The big debate: Hackney, a place for everyone?
“How do we continue to improve Hackney but make sure it works for everyone?”
That was the key question and focus of a thought-provoking debate on Wednesday night that took in a welter of heavyweight topics including housing, gentrification, young people and crime.
The Question Time style discussion, called Hackney: A Place for Everyone?, in City Academy, Homerton, on Wednesday night, marked the beginning of a year-long process by Hackney Council to talk and listen to thousands of residents about the way the borough is changing.
Nine key questions from residents and school children were put before the panel of experts, who all live, work or grew up in the borough, including: Hackney Mayor Jules Pipe; Dr Melissa Butcher, Birkbeck academic; Tunde Okewale award-winning barrister; Robbie de Santos, Senior Public Policy Advocate at StepChange Debt Charity; and Dr Cheryl Day, Headteacher at Clapton Girls' Academy. The debate was chaired by Dave Hill, Guardian columnist and blogger.
Ensuring people from different backgrounds are able to regularly “hang out” together in the same spaces is key to creating a healthy community according to the panellists.
Mr de Santos said a mix of businesses on the high streets was crucial. “Chain restaurants, pizzerias, Turkish restaurants - they all tend to attract a broad range in Hackney,” he told the audience of nearly 200. “We need to resist businesses and restaurants that are polarising.”
“In Broadway Market there is still the mix of the greasy spoon and the upmarket café but that’s changing,” added Dr Butcher. “If the retail changes, that instantly changes who accesses that space.”
Dr Day urged communities to learn from the borough’s schoolchildren who “celebrate in their diversity,” adding, “it’s about having lots for everybody.”
However, Hackney is already becoming increasingly divided with a rapidly “missing middle”, according to Mr de Santos - those not rich enough to afford private housing but who do not qualify for social housing.
He backed shared-ownership schemes – “for city-makers, like teachers”, adding he would like to see a 50/50 split of social and intermediary house-building by the Council.
Ending the right to buy council homes, significantly reducing the cost of what is misleadingly termed “affordable” housing, and preventing other councils from parachuting their homeless into Hackney properties formed Mayor’s Pipe’s wish list on how Hackney’s housing issues could be more easily tackled.

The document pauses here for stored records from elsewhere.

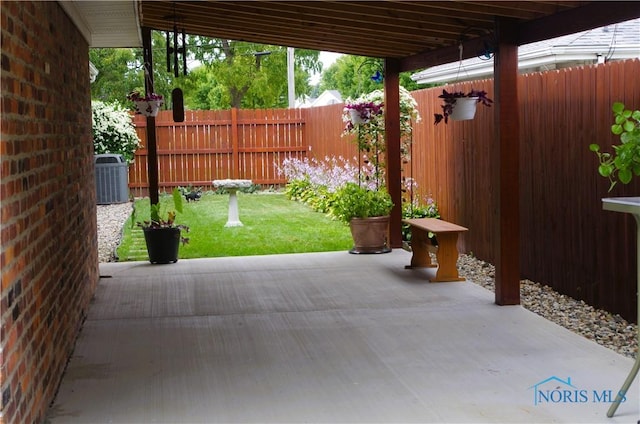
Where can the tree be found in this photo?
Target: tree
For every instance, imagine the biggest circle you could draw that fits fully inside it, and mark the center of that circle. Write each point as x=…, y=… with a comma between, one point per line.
x=232, y=73
x=253, y=75
x=353, y=76
x=117, y=74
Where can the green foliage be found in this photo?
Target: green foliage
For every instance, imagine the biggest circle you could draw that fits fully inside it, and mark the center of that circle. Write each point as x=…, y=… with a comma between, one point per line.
x=416, y=210
x=272, y=225
x=118, y=73
x=370, y=134
x=229, y=75
x=355, y=201
x=352, y=76
x=159, y=220
x=113, y=130
x=624, y=163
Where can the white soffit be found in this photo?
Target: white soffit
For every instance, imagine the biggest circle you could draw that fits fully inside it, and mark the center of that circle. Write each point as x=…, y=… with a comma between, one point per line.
x=106, y=23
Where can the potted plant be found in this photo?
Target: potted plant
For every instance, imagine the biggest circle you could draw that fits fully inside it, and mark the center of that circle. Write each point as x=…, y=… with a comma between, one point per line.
x=460, y=106
x=364, y=119
x=624, y=162
x=162, y=235
x=148, y=105
x=367, y=213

The ongoing changes in the borough have seen those from lower incomes feeling “displaced”, “marginalised”, and “alienated”, according to various members of the panel.

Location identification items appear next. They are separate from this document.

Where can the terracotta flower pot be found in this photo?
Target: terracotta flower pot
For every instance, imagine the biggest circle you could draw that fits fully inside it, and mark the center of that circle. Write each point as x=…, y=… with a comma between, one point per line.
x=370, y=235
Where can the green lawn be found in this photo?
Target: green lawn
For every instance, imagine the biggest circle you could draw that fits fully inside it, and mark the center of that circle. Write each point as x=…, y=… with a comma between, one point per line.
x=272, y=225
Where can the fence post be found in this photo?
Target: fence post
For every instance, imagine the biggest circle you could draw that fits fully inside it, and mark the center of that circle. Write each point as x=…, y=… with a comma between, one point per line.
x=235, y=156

“There’s a growing sense of unease, people can’t see futures for themselves here,” a member of the audience told the panellists.
Mr Hill said in the weeks following the 2011 riots, a recurring theme from some residents was “this borough is getting posher but it’s not done us any good”.
“There is a link between security, crime and gentrification,” Dr Butcher said. “People would talk about feeling safer, because, in their words, there were more young white professionals but the presence of that demographic is making them feel less secure in other ways, in terms of their place in Hackney and displacement.”
Tensions arise because of “misperceptions”, she added, urging the Council and the community to think about ways of breaking down barriers.
Mayor Pipe said the Council was continuously searching for ways to bring people together.
“Events like Play Streets get people out and create shared spaces,” said Mayor Pipe, adding: “It’s about keeping our schools places where people from across our diverse community want to send their children.”
“I think the crucial point is dialogue,” said Mr Okewale, “and giving people an opportunity to express themselves and make them feel they can be a part of a changing community.”
Hackney’s ongoing transformation has gone hand-in-hand with a fall in crime, with the borough seeing 11,000 fewer crimes now than a decade ago, including a significant drop in gang violence.
The benefits are being enjoyed by most, however, the borough remains a dangerous place for some young men, said Mayor Pipe.
The most important thing for me is that cohort of young men for whom this borough is not a safe place. It’s young black men who are most likely to be the victim of crime and we should concentrate on them as much as the perpetrators.
This issue, said Mr Okewale, extended beyond Hackney: “There’s a problem with young men unable to communicate effectively and resorting to violence,” he said, with the riots a manifestation of discontent nationally.
“We should listen to young people a bit more,” Year 12 City Academy student Kenni Adegbola told the panel. “They do have a voice and a lot of us have something good to say.”
And what for the future generations of the borough? Helping young people get a foot in the door of the borough’s boom industries, particularly the creative businesses clustered around Tech City, is key, the panel agreed.
“School is a very important part of this,” said Dr Butcher, “arranging face-to-face meetings between entrepreneurs and young people. Developing channels to connect with Tech City.”
But the gap between the way people dress, what they talk about and their cultural references can be a “stumbling block”, she said. “It’s not just about training young people but training some of the people in Tech City to be more open.”
“It’s absolutely the place of the Council to bring together these businesses and young people,” added Mayor Pipe. “We’re instilling from primary age that these jobs are as much for you as they are than anyone else, even more so, because it’s in your borough.